Détection du changement
Un autre groupe de chercheurs de l'Université de Washington a mis au point un dispositif de détection qui tire parti des changements graduels de température dans l'environnement. Les capteurs pourraient surveiller les fuites d'eau ou les problèmes structurels dans les bâtiments et envoyer des alertes sans fil. La clé pour faire fonctionner cette technologie est un soufflet en forme d'accordéon à l'intérieur de l'appareil rempli d'un gaz qui se dilate ou se contracte en fonction de la température ; ce mouvement est converti en électricité. Les chercheurs ont démontré qu'un changement de température de seulement 0,25 °C est suffisant pour alimenter un nœud de capteur, transmettre des données à un récepteur à plus de cinq mètres et mettre à jour un écran e-ink indiquant la température. Le capteur est décrit dans l'article Alimenter les nœuds de capteurs sans fil avec les changements de température ambiante et montré dans cette vidéo.
Antenne sur puce
Des chercheurs de Stanford et de l'Université de Californie à Berkeley ont créé une radio autonome de la taille d'une fourmi. Son antenne récolte suffisamment de puissance à partir d'un signal entrant pour exécuter la commande qui y est intégrée. Pour un coût de quelques centimes seulement, ces radios pourraient offrir aux ingénieurs un moyen abordable de connecter presque n'importe quel type d'appareil à Internet.
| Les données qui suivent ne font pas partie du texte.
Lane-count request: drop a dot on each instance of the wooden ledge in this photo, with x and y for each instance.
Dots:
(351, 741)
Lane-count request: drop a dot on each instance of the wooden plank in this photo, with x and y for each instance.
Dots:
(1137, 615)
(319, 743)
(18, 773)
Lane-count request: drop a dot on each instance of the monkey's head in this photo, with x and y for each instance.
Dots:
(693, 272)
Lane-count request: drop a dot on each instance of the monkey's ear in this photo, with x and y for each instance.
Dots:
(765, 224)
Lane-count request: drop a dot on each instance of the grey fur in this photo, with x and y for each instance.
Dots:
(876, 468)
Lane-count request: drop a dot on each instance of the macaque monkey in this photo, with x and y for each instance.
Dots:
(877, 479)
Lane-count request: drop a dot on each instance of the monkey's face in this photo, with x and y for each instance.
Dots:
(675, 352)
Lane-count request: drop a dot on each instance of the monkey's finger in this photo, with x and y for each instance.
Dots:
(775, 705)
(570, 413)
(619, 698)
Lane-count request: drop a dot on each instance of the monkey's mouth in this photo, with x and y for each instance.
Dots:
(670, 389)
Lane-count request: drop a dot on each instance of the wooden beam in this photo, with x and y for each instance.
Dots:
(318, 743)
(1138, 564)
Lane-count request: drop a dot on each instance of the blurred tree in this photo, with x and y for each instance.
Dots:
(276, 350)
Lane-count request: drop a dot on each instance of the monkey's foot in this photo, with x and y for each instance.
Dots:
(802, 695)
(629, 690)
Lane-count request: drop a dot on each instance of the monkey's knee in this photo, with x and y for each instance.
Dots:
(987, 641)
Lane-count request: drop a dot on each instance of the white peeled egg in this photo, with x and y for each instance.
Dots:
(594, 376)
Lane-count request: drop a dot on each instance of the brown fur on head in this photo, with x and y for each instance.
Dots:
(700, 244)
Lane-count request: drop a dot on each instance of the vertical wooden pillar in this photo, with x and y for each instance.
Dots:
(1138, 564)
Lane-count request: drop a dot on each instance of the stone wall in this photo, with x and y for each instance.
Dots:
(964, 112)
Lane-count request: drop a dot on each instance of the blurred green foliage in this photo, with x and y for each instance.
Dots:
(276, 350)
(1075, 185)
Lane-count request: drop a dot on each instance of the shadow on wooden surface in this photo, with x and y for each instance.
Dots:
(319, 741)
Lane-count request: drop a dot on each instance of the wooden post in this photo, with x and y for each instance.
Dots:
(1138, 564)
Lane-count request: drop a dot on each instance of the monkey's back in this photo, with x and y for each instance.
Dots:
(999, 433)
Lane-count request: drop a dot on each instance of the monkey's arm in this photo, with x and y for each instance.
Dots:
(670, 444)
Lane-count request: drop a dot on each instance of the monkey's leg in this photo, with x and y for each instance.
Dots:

La puce a été décrite dans un papier présenté au Symposium 2014 sur les circuits VLSI.
Nanogénérateur
Des chercheurs de Georgia Tech créent des nanogénérateurs capables de récupérer l'énergie de la charge électrique produite lorsque deux matériaux différents se frottent. Cela signifie qu'il pourrait être possible de profiter de l'énergie mécanique autrement gaspillée qui provient du vent soufflant, des vagues ou de la marche, explique Zhong Lin Wang, le professeur à la tête de la recherche. Les chercheurs ont démontré comment les générateurs peuvent éclairer jusqu'à 1 000 lumières LED, mais l'espoir est d'alimenter éventuellement les smartphones ou de permettre aux capteurs de s'alimenter eux-mêmes pour détecter les mouvements, les vibrations, les fuites ou les explosions. La recherche sur les générateurs a été décrite dans plusieurs articles, y compris un article dans Communication Nature en mars qui explique comment le générateur peut charger l'électronique. Lin Wang explique l'effet triboélectrique produit par deux matériaux différents dans ce vidéo.
Le plat à emporter :
À terme, nous pourrons peut-être faire fonctionner des téléphones et des tablettes avec l'énergie ambiante récupérée, après que ces appareils auront été retravaillés pour nécessiter considérablement moins d'énergie. Mais pour l'instant, la récupération d'énergie n'est prometteuse que pour les petits capteurs et radios. Les versions actuelles des téléphones portables et des ordinateurs portables que nous utilisons quotidiennement nécessitent des ordres de grandeur de puissance supplémentaires.